As a guy with not lots of sexual experience I am getting paranoid – Does size really matter to women?
There are millions of men around the world that worry about their penis size.
The age old question is does size really matter? The answer – yes, to some people. No, to others. It is a completely personal opinion whether penis size matters. The same way there is no ‘right’ answer to ‘are big boobs better than small ones?’ It is a personal preference to each individual.
Does nationality play a part in a man’s manhood? Despite ‘penis size charts’ stating who (ethnically) is bigger/smaller down below, these should not be taken seriously at all. There is no scientific research that proves a specific race has a certain size of penis. It is just not possible to accurately acquire that kind of data.
The most important thing is that you like and love your penis. You have to live with it after all. It is a very sensitive sexual and reproductive organ that no matter what the size is an extraordinary body part and should be cherished and appreciated.
When speaking many women about their sexual relationships and penis size, they said that they do not want their partner to be too big. Because it can make sex painful and uncomfortable.
Speaking to men with an above average penis size revealed that sex isn’t as enjoyable for them because most women’s vaginal canals aren’t deep enough for full penetration, so they worry that they are hurting their partner.

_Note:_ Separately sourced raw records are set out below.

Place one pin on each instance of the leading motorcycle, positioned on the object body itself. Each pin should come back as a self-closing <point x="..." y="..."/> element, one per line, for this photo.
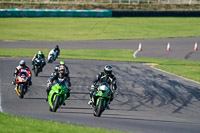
<point x="101" y="99"/>
<point x="52" y="56"/>
<point x="57" y="95"/>
<point x="37" y="65"/>
<point x="22" y="83"/>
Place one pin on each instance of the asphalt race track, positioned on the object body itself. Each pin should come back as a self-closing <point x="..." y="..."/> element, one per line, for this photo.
<point x="147" y="100"/>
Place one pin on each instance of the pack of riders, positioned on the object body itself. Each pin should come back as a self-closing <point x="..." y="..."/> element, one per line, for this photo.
<point x="61" y="71"/>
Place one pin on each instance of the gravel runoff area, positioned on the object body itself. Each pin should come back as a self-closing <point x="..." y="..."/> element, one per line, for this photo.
<point x="147" y="100"/>
<point x="181" y="48"/>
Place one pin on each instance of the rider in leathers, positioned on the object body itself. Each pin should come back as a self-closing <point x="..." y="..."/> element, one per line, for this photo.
<point x="59" y="72"/>
<point x="39" y="55"/>
<point x="107" y="77"/>
<point x="58" y="50"/>
<point x="22" y="66"/>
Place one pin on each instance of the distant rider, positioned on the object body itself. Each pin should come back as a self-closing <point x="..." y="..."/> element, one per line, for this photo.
<point x="41" y="56"/>
<point x="107" y="77"/>
<point x="22" y="66"/>
<point x="56" y="49"/>
<point x="59" y="72"/>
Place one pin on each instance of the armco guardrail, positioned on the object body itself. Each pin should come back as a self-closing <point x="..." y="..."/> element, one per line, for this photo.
<point x="155" y="13"/>
<point x="53" y="13"/>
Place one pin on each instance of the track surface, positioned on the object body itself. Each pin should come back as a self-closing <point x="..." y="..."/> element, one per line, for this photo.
<point x="147" y="101"/>
<point x="181" y="48"/>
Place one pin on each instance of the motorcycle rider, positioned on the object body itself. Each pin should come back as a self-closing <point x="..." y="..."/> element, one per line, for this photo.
<point x="107" y="77"/>
<point x="41" y="56"/>
<point x="57" y="50"/>
<point x="62" y="63"/>
<point x="59" y="72"/>
<point x="22" y="66"/>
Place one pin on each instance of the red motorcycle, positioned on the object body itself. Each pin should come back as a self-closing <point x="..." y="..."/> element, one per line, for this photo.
<point x="22" y="83"/>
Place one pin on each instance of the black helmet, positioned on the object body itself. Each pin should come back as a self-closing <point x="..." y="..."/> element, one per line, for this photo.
<point x="108" y="70"/>
<point x="22" y="63"/>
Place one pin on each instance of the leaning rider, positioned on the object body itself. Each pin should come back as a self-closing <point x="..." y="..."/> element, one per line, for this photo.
<point x="22" y="66"/>
<point x="41" y="56"/>
<point x="107" y="77"/>
<point x="59" y="72"/>
<point x="56" y="49"/>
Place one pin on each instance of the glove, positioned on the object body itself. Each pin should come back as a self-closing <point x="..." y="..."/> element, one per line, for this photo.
<point x="69" y="88"/>
<point x="92" y="87"/>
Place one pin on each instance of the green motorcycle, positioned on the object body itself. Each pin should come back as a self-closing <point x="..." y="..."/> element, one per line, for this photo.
<point x="101" y="98"/>
<point x="57" y="95"/>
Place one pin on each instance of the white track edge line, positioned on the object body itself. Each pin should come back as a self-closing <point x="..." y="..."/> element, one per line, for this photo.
<point x="134" y="55"/>
<point x="175" y="75"/>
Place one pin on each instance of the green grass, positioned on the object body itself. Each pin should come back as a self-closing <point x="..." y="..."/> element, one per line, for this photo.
<point x="16" y="124"/>
<point x="188" y="69"/>
<point x="97" y="28"/>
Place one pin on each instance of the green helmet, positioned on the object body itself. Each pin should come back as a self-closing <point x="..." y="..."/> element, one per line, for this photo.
<point x="62" y="63"/>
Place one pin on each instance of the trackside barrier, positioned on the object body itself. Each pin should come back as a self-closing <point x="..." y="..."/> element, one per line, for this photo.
<point x="54" y="13"/>
<point x="155" y="13"/>
<point x="93" y="13"/>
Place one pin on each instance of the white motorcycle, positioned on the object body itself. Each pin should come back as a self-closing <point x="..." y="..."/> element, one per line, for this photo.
<point x="52" y="56"/>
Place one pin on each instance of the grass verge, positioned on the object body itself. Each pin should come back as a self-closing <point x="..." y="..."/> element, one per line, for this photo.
<point x="188" y="69"/>
<point x="51" y="29"/>
<point x="18" y="124"/>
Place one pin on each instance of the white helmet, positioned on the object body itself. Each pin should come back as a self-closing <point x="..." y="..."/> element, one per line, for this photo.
<point x="108" y="70"/>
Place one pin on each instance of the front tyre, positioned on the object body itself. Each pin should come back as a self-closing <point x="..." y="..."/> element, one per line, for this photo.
<point x="36" y="71"/>
<point x="21" y="91"/>
<point x="56" y="103"/>
<point x="99" y="108"/>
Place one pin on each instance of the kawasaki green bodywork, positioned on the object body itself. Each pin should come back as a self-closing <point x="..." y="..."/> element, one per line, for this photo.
<point x="102" y="95"/>
<point x="57" y="89"/>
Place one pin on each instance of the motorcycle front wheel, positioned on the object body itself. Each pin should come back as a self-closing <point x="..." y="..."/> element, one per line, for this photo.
<point x="56" y="103"/>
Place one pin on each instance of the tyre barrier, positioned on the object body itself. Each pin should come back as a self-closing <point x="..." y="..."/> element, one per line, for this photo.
<point x="54" y="13"/>
<point x="155" y="13"/>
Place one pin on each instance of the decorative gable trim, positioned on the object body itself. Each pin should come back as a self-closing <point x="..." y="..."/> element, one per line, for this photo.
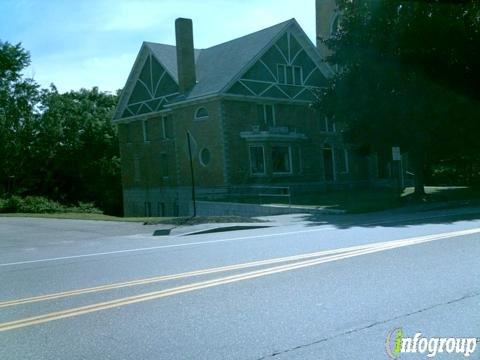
<point x="291" y="47"/>
<point x="143" y="91"/>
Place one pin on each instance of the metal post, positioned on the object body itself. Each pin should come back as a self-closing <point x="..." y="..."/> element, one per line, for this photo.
<point x="193" y="177"/>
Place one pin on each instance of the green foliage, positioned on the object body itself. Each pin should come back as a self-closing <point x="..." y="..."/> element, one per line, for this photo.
<point x="62" y="146"/>
<point x="42" y="205"/>
<point x="409" y="77"/>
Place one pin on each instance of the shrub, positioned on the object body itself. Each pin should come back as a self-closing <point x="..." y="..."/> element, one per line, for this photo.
<point x="42" y="205"/>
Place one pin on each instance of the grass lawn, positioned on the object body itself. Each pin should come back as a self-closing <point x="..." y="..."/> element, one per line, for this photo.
<point x="367" y="200"/>
<point x="360" y="201"/>
<point x="353" y="201"/>
<point x="146" y="220"/>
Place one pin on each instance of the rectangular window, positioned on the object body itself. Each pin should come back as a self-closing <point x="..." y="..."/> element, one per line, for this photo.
<point x="281" y="76"/>
<point x="164" y="164"/>
<point x="167" y="129"/>
<point x="269" y="115"/>
<point x="289" y="75"/>
<point x="281" y="160"/>
<point x="329" y="124"/>
<point x="146" y="130"/>
<point x="342" y="161"/>
<point x="148" y="208"/>
<point x="136" y="170"/>
<point x="297" y="75"/>
<point x="257" y="160"/>
<point x="300" y="160"/>
<point x="160" y="209"/>
<point x="128" y="133"/>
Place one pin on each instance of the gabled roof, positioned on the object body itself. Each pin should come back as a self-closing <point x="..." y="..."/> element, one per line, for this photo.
<point x="219" y="66"/>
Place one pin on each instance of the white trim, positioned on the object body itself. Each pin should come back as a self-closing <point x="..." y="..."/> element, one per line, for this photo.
<point x="281" y="52"/>
<point x="347" y="162"/>
<point x="264" y="160"/>
<point x="270" y="71"/>
<point x="290" y="164"/>
<point x="258" y="56"/>
<point x="274" y="119"/>
<point x="145" y="131"/>
<point x="200" y="157"/>
<point x="246" y="87"/>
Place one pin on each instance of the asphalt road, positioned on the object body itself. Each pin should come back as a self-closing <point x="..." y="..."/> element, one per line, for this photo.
<point x="306" y="288"/>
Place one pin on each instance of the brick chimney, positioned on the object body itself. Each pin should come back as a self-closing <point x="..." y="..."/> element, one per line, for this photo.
<point x="185" y="54"/>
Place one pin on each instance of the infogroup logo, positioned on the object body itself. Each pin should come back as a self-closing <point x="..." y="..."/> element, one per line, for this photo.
<point x="397" y="343"/>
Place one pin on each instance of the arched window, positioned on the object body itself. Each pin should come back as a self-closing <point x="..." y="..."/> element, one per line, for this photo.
<point x="201" y="113"/>
<point x="335" y="24"/>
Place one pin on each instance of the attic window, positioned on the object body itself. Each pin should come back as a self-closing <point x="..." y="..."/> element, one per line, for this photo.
<point x="201" y="113"/>
<point x="289" y="75"/>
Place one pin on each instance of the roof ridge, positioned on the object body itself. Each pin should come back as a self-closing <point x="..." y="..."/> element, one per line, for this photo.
<point x="289" y="21"/>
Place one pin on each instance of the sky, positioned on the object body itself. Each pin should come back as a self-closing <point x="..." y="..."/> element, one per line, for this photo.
<point x="85" y="43"/>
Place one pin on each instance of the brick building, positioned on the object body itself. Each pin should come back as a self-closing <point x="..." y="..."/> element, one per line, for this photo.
<point x="246" y="106"/>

*For those wondering about size, according to a 2015 study of more than 15,000 men, the average dimensions for an adult penis are:
- length: 13.12cm (5.16 inches) when erect
- circumference: 11.66cm (4.59 inches) when erect
However, there are other things to consider. So if you find yourself under that length or girth average, fear not. Shape plays a big part to the sexual enjoyment a partner will feel. Some men feel conscious of a bend in the shape when actually this can create a very satisfying feeling during sex.
In a study, women were asked to rank in order seven penis attributes. The result ranked girth as fourth and length as sixth. Top came general appearance, the look of pubic hair and penile skin. Highlighting that size was not most important to them.
The head of the penis is also important too. Even if the length or girth isn’t as long or thick as you would like, the head of the penis can create a brilliantly satisfying feeling during intercourse. Anatomically the majority of nerve endings are in the first three inches of a woman’s vagina and the G-spot is just two inches in, so this is where she is going to feel most of the stimulation anyway.
It’s also worth knowing that approximately 85% of women only orgasm through clitoral stimulation.
This ultimately means that penis size has no relevance to making your partner or wife orgasm if she is one of those 85% of women. It really is all about good technique and learning about what each other likes.
So, you could have a huge penis, but if you don’t know how to use it properly, sexual relations could be dull and very uninspired for both of you. Not to sound cliché, but it is really ‘what you do with it’ is what counts to make a difference sexually, irrespective of size.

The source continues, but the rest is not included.